Trwające prawie trzy lata prace nad opowiedzeniem historii Lutka Pińczuka i Chatki Puchatka na Połoninie Wetlińskiej właśnie się zakończyły. Film powstał dzięki dofinansowaniu Podkarpackiego Regionalnego Funduszu Filmowego. Wkrótce dowiemy się gdzie i kiedy będzie jego premiera.
Wyczekiwany przez miłośników Bieszczad film „Śniła mi się Połonina - Lutek. Legenda Bieszczadów” jest już gotowy - poinformowała Podkarpacka Komisja Filmowa.
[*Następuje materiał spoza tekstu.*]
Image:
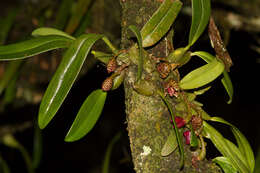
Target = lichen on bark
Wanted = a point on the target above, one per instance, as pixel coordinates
(147, 116)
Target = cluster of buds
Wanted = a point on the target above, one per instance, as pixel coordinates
(116, 77)
(164, 69)
(107, 84)
(196, 122)
(172, 88)
(111, 65)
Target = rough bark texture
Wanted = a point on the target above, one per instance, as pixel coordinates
(147, 117)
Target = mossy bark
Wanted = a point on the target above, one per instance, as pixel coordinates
(147, 117)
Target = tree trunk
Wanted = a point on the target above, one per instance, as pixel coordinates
(147, 117)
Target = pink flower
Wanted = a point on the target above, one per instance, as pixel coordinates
(187, 135)
(180, 122)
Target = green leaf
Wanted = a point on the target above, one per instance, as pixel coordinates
(87, 115)
(225, 164)
(202, 75)
(200, 18)
(226, 81)
(37, 147)
(118, 80)
(44, 31)
(242, 142)
(170, 144)
(202, 91)
(64, 77)
(226, 148)
(177, 133)
(32, 47)
(101, 56)
(137, 33)
(107, 158)
(160, 23)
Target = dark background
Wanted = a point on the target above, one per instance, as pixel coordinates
(86, 155)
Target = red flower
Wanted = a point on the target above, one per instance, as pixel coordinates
(187, 135)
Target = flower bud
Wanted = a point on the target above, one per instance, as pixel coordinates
(164, 69)
(196, 122)
(107, 84)
(111, 65)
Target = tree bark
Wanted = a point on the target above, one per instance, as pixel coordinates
(147, 117)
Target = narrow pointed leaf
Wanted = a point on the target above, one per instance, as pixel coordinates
(225, 164)
(32, 47)
(64, 77)
(137, 33)
(44, 31)
(202, 75)
(200, 18)
(226, 81)
(170, 144)
(37, 147)
(242, 142)
(226, 148)
(87, 116)
(160, 23)
(177, 133)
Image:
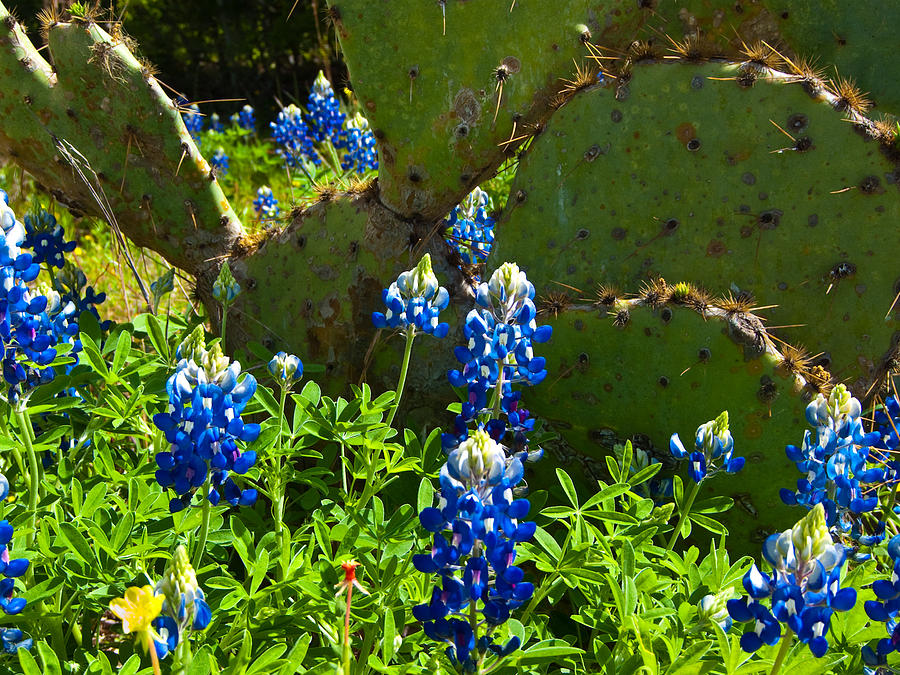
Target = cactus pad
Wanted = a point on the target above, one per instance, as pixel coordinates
(681, 175)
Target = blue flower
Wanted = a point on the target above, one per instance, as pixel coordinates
(265, 204)
(359, 145)
(203, 426)
(245, 119)
(469, 229)
(415, 301)
(47, 239)
(485, 524)
(193, 120)
(804, 588)
(297, 142)
(323, 111)
(842, 465)
(215, 125)
(713, 450)
(286, 369)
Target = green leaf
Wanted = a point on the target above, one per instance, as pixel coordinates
(687, 661)
(538, 654)
(627, 561)
(268, 401)
(708, 523)
(390, 631)
(259, 570)
(29, 665)
(547, 542)
(296, 655)
(568, 487)
(92, 502)
(77, 543)
(123, 349)
(49, 659)
(261, 663)
(92, 352)
(645, 474)
(425, 497)
(200, 665)
(131, 666)
(717, 504)
(87, 323)
(157, 336)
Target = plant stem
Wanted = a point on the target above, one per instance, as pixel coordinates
(204, 526)
(685, 511)
(278, 489)
(346, 650)
(410, 335)
(224, 322)
(498, 392)
(34, 477)
(786, 641)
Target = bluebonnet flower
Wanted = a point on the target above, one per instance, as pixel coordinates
(291, 132)
(713, 609)
(184, 608)
(660, 490)
(203, 425)
(834, 460)
(323, 112)
(713, 450)
(193, 120)
(46, 238)
(11, 569)
(359, 143)
(219, 161)
(31, 324)
(469, 229)
(225, 287)
(499, 342)
(476, 564)
(414, 302)
(265, 204)
(245, 119)
(286, 368)
(14, 640)
(885, 609)
(804, 588)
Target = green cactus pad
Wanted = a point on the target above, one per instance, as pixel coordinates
(431, 97)
(642, 374)
(101, 102)
(311, 290)
(848, 35)
(680, 175)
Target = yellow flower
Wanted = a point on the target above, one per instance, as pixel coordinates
(137, 610)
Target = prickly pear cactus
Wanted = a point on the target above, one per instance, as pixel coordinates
(444, 104)
(109, 114)
(645, 368)
(847, 36)
(313, 287)
(728, 177)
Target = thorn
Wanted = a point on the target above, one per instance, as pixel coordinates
(125, 165)
(183, 153)
(896, 297)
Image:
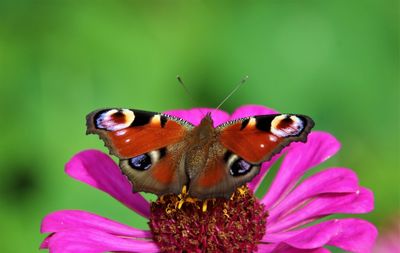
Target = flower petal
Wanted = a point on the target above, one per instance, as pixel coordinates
(251, 110)
(300, 158)
(257, 180)
(284, 248)
(195, 115)
(333, 180)
(94, 241)
(354, 235)
(100, 171)
(75, 219)
(360, 201)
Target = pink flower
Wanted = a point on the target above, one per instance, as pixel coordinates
(388, 239)
(289, 213)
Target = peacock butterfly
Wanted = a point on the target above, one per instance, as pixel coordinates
(160, 153)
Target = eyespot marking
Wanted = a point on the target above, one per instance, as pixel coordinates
(114, 120)
(285, 125)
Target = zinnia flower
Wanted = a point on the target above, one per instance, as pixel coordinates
(388, 239)
(286, 219)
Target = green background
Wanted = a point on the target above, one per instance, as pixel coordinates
(337, 61)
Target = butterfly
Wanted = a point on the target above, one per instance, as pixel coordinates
(160, 153)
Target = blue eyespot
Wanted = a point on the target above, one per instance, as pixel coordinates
(140, 162)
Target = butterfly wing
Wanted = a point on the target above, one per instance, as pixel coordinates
(149, 146)
(240, 148)
(256, 139)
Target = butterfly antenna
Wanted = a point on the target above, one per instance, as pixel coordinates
(244, 79)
Twórcy trwającego godzinę i 23 minuty dokumentu otrzymali dofinasowanie Podkarpackiego Funduszu Filmowego w wysokości 50 tys. zł. Producentem jest Mazurkiewicz Produkcja Filmowa. Projekt w reżyserii Roberta Żurakowskiego i Małgorzaty Mielcarek, mających już w dorobku 3 dokumenty o tematyce górskiej: „Jerzy Hajdukiewicz. Człowiek gór”, „Tadeusz Gąsienica Giewont. Bez ale”, „Piotr Malinowski. 33 zgłoś się…” jest próbą rekonstrukcji odchodzącej w zapomnienie bieszczadzkiej epoki nieskomercjalizowanych jeszcze, dzikich połonin. Świata turystów z gitarą, których przy ognisku łączy nie tylko miłość do górskiej przyrody, ale i potrzeba bliskości, wspólnoty.
Kiedy w październiku 2020 r. gościliśmy na planie w malowniczej „Zagrodzie Magija” reżyser zaznaczał, że takim miejscem spotkań bieszczadzkich wędrowców przez dziesięciolecia było schronisko Chatka Puchatka.
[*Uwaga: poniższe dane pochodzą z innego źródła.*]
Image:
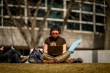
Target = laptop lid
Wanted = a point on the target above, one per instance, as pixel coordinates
(55, 50)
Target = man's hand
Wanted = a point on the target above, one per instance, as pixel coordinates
(2, 48)
(52, 44)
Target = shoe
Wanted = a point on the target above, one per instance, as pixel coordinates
(74, 45)
(23, 59)
(49, 61)
(69, 60)
(1, 48)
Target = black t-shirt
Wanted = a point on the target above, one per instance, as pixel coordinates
(59, 41)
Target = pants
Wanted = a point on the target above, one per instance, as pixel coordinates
(11, 56)
(60, 58)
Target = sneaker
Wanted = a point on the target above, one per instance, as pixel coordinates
(70, 60)
(23, 59)
(2, 48)
(49, 61)
(74, 45)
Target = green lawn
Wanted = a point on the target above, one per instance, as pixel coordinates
(55, 68)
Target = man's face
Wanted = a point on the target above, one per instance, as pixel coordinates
(55, 33)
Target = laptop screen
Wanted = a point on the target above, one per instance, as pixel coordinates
(55, 50)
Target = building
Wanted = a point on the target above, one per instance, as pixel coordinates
(86, 21)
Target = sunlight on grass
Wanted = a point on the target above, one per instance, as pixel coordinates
(55, 68)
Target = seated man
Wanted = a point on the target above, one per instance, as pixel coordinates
(55, 40)
(11, 56)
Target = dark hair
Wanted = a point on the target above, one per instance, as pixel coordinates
(55, 27)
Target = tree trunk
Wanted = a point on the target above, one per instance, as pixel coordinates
(107, 28)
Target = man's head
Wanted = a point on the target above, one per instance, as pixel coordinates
(55, 31)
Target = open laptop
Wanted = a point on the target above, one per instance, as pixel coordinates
(55, 50)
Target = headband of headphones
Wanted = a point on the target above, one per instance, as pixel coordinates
(55, 27)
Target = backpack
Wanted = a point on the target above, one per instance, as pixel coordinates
(36, 56)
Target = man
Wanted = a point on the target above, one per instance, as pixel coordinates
(11, 56)
(55, 40)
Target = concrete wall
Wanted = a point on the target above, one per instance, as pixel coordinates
(9, 36)
(92, 56)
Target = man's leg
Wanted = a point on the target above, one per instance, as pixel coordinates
(15, 58)
(62, 57)
(47, 56)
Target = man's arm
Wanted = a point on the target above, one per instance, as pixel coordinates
(45, 48)
(64, 48)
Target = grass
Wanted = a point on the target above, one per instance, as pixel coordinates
(55, 68)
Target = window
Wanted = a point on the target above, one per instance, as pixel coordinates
(51, 23)
(73, 26)
(55, 14)
(75, 6)
(0, 21)
(99, 29)
(87, 17)
(87, 7)
(17, 11)
(74, 16)
(99, 1)
(99, 19)
(35, 2)
(87, 27)
(56, 3)
(99, 9)
(0, 10)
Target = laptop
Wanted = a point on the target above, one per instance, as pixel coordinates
(55, 50)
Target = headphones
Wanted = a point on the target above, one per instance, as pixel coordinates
(55, 27)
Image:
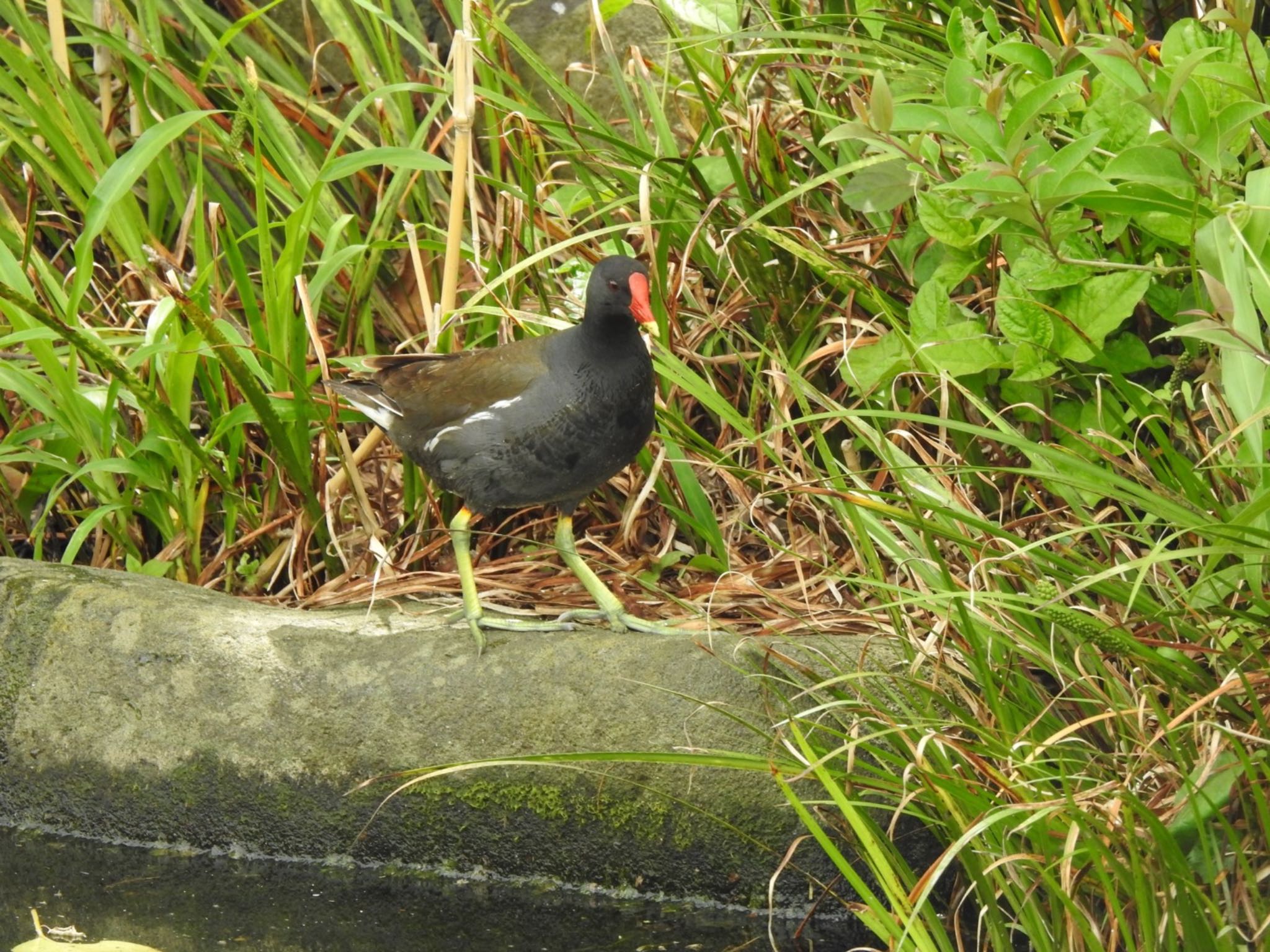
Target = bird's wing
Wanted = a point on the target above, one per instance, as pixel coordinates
(437, 390)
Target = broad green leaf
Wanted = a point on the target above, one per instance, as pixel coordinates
(1122, 121)
(1127, 353)
(1028, 55)
(1032, 363)
(946, 219)
(959, 87)
(877, 364)
(920, 117)
(978, 128)
(1072, 187)
(1151, 164)
(1034, 103)
(113, 186)
(882, 107)
(931, 311)
(1021, 318)
(1037, 270)
(1181, 73)
(879, 188)
(1093, 310)
(963, 348)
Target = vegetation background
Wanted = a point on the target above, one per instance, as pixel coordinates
(964, 347)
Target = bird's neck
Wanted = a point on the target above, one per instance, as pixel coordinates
(609, 332)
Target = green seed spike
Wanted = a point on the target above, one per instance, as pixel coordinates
(1088, 627)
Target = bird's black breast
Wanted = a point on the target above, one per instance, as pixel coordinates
(575, 427)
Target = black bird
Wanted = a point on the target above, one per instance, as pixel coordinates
(541, 420)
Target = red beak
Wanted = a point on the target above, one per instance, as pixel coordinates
(641, 305)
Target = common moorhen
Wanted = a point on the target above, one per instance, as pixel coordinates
(541, 420)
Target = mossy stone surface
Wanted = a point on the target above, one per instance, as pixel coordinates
(145, 710)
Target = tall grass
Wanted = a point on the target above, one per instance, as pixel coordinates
(1067, 545)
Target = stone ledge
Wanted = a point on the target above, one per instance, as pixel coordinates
(143, 710)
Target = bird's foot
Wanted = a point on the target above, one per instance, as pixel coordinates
(619, 621)
(478, 622)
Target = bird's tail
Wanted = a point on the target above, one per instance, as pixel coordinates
(370, 399)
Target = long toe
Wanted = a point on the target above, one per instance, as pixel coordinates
(619, 621)
(505, 624)
(478, 635)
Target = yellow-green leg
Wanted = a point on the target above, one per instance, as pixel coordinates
(460, 537)
(611, 610)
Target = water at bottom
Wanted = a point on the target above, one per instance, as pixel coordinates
(177, 903)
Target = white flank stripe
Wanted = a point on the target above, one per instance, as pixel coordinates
(432, 443)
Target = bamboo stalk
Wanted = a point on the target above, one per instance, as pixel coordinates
(464, 110)
(58, 36)
(103, 17)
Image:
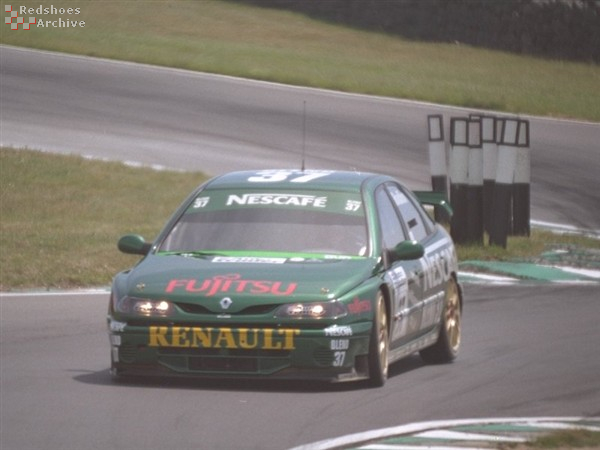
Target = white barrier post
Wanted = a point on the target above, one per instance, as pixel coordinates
(507, 161)
(438, 161)
(459, 169)
(521, 187)
(490, 163)
(475, 182)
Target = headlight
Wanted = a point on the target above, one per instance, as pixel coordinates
(329, 310)
(145, 307)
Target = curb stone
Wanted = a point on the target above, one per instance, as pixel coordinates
(472, 434)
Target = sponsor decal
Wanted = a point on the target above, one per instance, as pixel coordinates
(438, 266)
(353, 205)
(292, 176)
(201, 202)
(231, 338)
(230, 283)
(335, 331)
(359, 306)
(248, 260)
(116, 327)
(339, 344)
(277, 200)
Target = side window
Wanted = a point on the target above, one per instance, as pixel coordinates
(415, 224)
(391, 227)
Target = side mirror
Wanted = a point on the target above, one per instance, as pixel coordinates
(408, 250)
(134, 244)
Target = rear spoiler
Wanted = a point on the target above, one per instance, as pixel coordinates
(434, 199)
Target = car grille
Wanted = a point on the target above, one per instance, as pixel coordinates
(251, 310)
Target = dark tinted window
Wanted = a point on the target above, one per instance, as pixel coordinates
(391, 228)
(412, 217)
- A historia tego miejsca to przede wszystkim historia gospodarzy, w tym Lutka, który prowadził je przez prawie pół wieku. Jednak będzie to film nie tylko o Lutku. Stoi za nim tyle ciekawych osobowości, fascynujących ludzi, że nie można ich pominąć. Za dużo niesamowitych osiągnięć, piękna, magii Bieszczadów, żeby też tego nie pokazać. Mam nadzieję, że ujawnimy kawał historii. Legendarnej chatki już nie ma, ale my ją mamy zapisaną w kadrach, wspomnieniach, opowieściach.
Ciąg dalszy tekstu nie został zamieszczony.